How to Locate Proper Tire Pressures for Your Vehicle and Properly Inflate Your Tiresby Contributor
Most people do not know how or when to properly inflate their car or truck's tires because they have not been properly trained and certified (this unfortunately includes some who have posted articles on this subject). This can result in dangerous over- or under-inflation conditions which at best will damage your tires and at worst can cause a deadly accident. Here, I show you how to properly identify and safely inflate your vehicle's tires.
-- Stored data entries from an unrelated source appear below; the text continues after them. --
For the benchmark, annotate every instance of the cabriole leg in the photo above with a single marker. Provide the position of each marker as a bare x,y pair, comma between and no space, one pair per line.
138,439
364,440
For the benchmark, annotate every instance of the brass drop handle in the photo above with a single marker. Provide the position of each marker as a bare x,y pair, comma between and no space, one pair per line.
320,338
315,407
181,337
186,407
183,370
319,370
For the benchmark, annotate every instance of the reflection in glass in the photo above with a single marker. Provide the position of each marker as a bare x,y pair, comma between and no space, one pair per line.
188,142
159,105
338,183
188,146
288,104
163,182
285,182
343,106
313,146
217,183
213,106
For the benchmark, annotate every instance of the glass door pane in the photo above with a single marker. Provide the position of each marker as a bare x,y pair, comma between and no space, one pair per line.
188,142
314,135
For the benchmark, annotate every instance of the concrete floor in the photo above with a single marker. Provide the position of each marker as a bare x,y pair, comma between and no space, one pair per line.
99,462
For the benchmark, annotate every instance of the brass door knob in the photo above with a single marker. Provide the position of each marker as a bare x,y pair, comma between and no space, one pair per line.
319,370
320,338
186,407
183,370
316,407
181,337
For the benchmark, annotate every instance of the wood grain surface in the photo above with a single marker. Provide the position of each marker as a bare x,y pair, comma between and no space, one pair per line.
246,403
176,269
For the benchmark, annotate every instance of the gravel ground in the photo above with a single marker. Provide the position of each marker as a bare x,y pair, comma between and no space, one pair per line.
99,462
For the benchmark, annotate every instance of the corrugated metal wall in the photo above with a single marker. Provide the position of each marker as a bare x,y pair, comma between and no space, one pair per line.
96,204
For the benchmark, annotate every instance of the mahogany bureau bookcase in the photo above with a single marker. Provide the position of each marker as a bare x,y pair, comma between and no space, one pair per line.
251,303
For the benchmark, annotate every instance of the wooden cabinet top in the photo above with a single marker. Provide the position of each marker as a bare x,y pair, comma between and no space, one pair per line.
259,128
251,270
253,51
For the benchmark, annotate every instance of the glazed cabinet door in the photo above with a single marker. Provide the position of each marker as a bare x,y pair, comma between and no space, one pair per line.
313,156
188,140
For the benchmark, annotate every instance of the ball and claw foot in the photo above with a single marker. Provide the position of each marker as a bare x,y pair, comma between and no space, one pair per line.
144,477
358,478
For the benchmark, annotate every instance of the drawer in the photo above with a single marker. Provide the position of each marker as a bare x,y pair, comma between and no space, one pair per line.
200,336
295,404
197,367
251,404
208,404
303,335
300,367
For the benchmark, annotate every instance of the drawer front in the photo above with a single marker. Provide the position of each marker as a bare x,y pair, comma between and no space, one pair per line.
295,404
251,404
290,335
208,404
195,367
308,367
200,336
Know the Correct Tire Pressure for Your Vehicle! Every vehicle manufactured in the last few decades has been required to be equipped with a vehicle placard. This placard includes not only proper cold tire pressure for front and rear tires as determined by the manufacturer but also OEM tire size, speed rating, load capacity, and other useful information. There are several common places to find this placard on any vehicle: inside the driver's door, inside the fuel door, inside the trunk lid, inside the passenger rear door, inside the glove compartment door, inside the console door, or in the owner's manual. Once you locate this placard, find the correct cold pressures for your vehicle's tires as determined by the manufacturer. This cold pressure may be the same for all 4 tires, or may vary from the front and rear axles. Take good note of these OEM pressures. They are the only correct cold pressures for your vehicle's tires (unless you have significantly changed your tire size from the OEM specification).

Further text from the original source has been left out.